R for Sport Scientists – Fundamentals Course
Learning the R language might be the best career and a professional development-wise thing for a sports scientist. If you’re wondering why – it will provide the best environment and also a tool for further exploration and development. It makes creating graphs, charts, tables, and dashboards much, much easier! If you need to write a report, paper, article, or book, it enables it to be more transparent and reproducible. Also, it allows you to understand and simulate almost anything with as little effort as possible.
Learning R sure isn’t easy or short (I’m still learning it). It can get tricky, but it’s also fun, and overall – it is a tremendous investment in yourself, and your career! However, new, good things and personal development rarely come without leaving your comfort zone, and that’s something you probably know.
So, get ready to embrace this journey. Maybe you haven’t coded in your life, and dipping into the R universe sounds scary… But don’t be afraid young Grasshopper/Padawan, as the old Chinese proverb goes: “A journey of a thousand miles begins with a single step”. Thus, we are here to help you with it.
The R for the Sports Scientists: Fundamentals course is here to help you make that first step on this journey, and it will definitely pay you dividends down the road. We will take you down the “harder” but more rewarding road of learning R – NOT as a graphing/statistical script, but as a programming language. This approach will give you much more clarity and power later on when we’ll tackle graphics, data wrangling, and statistical analysis in the upcoming R courses.
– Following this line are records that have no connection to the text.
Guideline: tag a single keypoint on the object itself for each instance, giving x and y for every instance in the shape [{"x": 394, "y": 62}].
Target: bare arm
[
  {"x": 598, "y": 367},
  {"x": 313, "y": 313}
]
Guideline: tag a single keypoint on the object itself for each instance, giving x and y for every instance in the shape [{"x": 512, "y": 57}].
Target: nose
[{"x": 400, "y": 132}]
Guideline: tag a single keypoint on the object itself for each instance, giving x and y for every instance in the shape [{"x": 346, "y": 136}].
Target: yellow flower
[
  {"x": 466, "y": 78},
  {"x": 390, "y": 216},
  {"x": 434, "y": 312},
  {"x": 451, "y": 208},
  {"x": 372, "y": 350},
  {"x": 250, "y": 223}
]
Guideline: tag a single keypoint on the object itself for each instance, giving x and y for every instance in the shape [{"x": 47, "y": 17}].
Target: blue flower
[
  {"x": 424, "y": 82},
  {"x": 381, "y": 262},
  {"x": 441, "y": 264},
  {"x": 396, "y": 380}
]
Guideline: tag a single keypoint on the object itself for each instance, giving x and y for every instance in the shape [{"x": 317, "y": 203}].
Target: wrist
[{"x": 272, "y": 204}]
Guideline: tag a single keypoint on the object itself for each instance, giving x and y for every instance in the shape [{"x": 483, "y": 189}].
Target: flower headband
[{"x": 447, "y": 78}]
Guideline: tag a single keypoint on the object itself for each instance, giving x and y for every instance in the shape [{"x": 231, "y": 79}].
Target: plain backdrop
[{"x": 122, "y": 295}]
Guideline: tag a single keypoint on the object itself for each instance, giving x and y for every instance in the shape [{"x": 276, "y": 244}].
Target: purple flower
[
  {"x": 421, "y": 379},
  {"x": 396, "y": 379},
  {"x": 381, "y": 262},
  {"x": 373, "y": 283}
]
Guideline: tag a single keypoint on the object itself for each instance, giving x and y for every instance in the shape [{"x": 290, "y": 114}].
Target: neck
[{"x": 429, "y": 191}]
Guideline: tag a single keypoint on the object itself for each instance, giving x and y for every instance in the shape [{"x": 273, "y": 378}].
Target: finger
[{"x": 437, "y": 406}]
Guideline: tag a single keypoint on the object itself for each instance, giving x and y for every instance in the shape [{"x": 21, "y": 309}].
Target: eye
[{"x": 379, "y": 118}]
This way, even though it can be harder in the beginning, it will make it way more beneficial in the long run.
The course starts with an installation lecture, where you will learn how to install R and R studio, followed by the lecture on R objects (particularly the vectors), subsetting the objects (i.e., adding, addressing, and modifying elements, etc), controlling the flow of the program, and finally writing your own functions.